Wild type myc-tagged Par3 was transfected using Effectene Transfection Reagent (Qiagen, Hilden, Germany) according to the manufacturer’s instructions. The plasmid was kindly provided by Dr. Vjeko Tomaić (International Centre for Genetic Engineering and Biotechnology, Italy).
Immunoblotting
Cells were lysed by incubation in Lysis buffer (Cell Signaling Technologies #9803) containing protease inhibitor cocktail (Nacalai Tesque, Kyoto Japan) and phosphatase inhibitor cocktail (Roche, Basel, Switzerland) on ice for 5 min. Lysates were then sonicated briefly and centrifuged at 14,000 rpm at 4 °C for 10 min. The supernatants were analyzed as follows: for SDS-PAGE, 20 μg of protein was loaded in each well. For immunoblotting, 0.45 μm PVDF membranes (Merck Millipore) were used. The membranes were blocked in 5% milk/TBS-T (TBS containing 0.1% Tween-20) for 1 h at 20–25 °C followed by incubation with the appropriate primary antibody diluted in 5% milk/TBS-T or 5% BSA/TBS-T for the appropriate time according to the manufacturer’s instructions. After several washes with TBS-T, membranes were incubated with the appropriate HRP-conjugated secondary antibody in 5% milk/TBS-T at 20–25 °C for 1 h. Blots were developed using Immobilon Western Chemiluminescent HRP substrate (Merck Millipore) according to the manufacturer's instructions.

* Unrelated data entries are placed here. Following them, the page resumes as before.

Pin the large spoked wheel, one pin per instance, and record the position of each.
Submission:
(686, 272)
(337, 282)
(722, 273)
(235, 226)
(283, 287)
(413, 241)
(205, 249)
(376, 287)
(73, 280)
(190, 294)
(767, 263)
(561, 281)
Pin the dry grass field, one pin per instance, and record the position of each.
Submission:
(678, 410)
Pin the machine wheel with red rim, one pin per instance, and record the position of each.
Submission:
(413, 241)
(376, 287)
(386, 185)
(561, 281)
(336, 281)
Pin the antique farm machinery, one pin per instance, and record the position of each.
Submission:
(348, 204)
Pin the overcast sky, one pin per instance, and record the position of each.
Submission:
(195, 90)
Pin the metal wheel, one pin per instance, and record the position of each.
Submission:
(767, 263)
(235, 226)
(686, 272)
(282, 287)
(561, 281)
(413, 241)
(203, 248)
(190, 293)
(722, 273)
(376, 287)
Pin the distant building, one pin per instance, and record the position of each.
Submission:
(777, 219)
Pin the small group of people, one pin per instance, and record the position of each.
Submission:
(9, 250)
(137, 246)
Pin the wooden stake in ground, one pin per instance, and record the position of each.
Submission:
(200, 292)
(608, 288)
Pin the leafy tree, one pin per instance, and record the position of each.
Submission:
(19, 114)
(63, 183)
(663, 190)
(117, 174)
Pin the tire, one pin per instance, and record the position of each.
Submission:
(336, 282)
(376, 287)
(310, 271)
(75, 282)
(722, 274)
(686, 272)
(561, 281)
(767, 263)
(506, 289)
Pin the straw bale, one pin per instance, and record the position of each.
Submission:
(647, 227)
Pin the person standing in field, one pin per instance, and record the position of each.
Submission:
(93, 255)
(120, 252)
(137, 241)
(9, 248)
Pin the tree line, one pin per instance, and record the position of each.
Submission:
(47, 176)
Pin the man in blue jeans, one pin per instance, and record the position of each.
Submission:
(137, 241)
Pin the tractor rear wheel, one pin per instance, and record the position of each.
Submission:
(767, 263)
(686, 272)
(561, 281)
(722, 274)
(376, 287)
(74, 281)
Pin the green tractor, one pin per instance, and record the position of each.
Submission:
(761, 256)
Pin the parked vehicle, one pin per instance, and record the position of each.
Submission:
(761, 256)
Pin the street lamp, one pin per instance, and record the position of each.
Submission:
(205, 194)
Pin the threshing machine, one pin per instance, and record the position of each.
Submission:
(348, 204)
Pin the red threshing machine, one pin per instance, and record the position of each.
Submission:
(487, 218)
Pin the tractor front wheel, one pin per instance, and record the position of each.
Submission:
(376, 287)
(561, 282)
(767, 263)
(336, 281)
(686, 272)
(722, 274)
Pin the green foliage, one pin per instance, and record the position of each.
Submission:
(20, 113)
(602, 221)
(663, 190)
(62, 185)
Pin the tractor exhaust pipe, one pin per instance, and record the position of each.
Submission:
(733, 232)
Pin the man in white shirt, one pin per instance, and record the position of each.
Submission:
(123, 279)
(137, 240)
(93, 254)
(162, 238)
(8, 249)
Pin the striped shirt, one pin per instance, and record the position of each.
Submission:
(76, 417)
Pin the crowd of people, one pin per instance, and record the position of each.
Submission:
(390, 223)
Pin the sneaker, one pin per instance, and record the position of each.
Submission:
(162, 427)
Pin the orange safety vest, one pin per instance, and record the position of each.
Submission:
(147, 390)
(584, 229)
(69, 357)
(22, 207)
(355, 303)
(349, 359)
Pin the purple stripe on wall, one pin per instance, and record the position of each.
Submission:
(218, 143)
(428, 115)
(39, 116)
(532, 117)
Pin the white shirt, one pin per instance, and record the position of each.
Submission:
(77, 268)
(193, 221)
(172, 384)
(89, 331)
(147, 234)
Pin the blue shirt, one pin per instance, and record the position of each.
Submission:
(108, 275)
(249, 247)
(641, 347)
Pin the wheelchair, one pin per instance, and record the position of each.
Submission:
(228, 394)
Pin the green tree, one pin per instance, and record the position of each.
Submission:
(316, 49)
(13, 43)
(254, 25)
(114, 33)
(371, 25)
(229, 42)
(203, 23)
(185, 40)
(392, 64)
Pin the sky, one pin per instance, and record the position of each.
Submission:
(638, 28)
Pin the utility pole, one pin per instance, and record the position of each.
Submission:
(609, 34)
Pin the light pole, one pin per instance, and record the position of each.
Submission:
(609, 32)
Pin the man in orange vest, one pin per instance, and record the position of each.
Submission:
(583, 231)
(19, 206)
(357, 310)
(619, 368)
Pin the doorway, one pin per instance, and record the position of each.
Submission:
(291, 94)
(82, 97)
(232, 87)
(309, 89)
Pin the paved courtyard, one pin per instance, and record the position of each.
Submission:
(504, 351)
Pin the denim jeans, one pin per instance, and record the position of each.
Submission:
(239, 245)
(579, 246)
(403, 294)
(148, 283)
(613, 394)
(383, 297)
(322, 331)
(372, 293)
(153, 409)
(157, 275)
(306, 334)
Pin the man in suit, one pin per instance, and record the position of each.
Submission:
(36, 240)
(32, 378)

Subcellular fractionation assays
To obtain cytoplasmic, nuclear, and membrane fractions from the cells, a subcellular fractionation assay was performed using the Calbiochem ProteoExtract Fractionation Kit (Merck Millipore) according to the manufacturer's instructions. To inhibit phosphatase activity during lysate preparation, phosphatase inhibitor cocktail (Roche, Basel, Switzerland) was used.
Reverse transcription and qPCR
Total RNA was extracted from the cell lines using a Cultured Cell Total RNA Purification Mini Kit (FAVORGEN, Ping Tung, Taiwan) followed by reverse transcription using ReverTra Ace qPCR RT Master Mix (Toyobo, Osaka, Japan) according to manufacturer’s instructions. cDNA was amplified for 40 cycles in a LightCycler 480 instrument (Roche, Basel, Switzerland) using LightCycler 480 SYBR Green I Master reagent (Roche). The primer sets used for qPCR are: for Par3, 5′-CGCTTGGAACATGGAGATGG-3 and 5′-ATCTCTGGGCTCTGGGTACC-3, for GAPDH, 5′-GAAAGGTGAAGGTCGGAGTC-3 and 5′-GAAGATGGTGATGGGATTTC-3. mRNA levels of each gene were normalized to GAPDH mRNA as an internal standard. Expression levels were calculated by the comparative Ct method using GAPDH as the endogenous reference gene.
Invasion assay
JHOC5 cells were treated with siRNA against Par3, STAT3, or negative control siRNAs, and then incubated for 48 h. Cells were trypsinized and dissociated from dishes, then used for invasion assays. Matrigel invasion assays were performed using 24-well BioCoat Matrigel invasion chambers (Corning international, NY USA) according to the manufacturer’s instructions. Briefly, lower chambers were filled with 750 μL of DMEM/F12 with 10% FBS and chemical reagents. Cells in 500 μL of FBS-free medium were applied to the upper chamber and incubated for 24 h. After incubation, the cells remaining in the upper chamber were removed with cotton swabs and the cells that had invaded through the Matrigel were stained with a Diff Quik staining kit (Sysmex, Hyogo, Japan). Matrigel membranes were cut from the upper chamber and placed on microscope slides, then observed with an optical microscope.
Cell migration assay
Cells were seeded onto 6-well culture plates and grown as a monolayer until 100% confluent. A scratch was made on a uniform layer of cells using a sterile micropipette tip followed by one PBS wash to remove debris. Photographs of the same area of the wound were taken after 8 h (for siPar3) or 14 h (for siSTAT3), to measure the width of the wound using a fluorescence microscope (BZ-9000; Keyence, Osaka, Japan).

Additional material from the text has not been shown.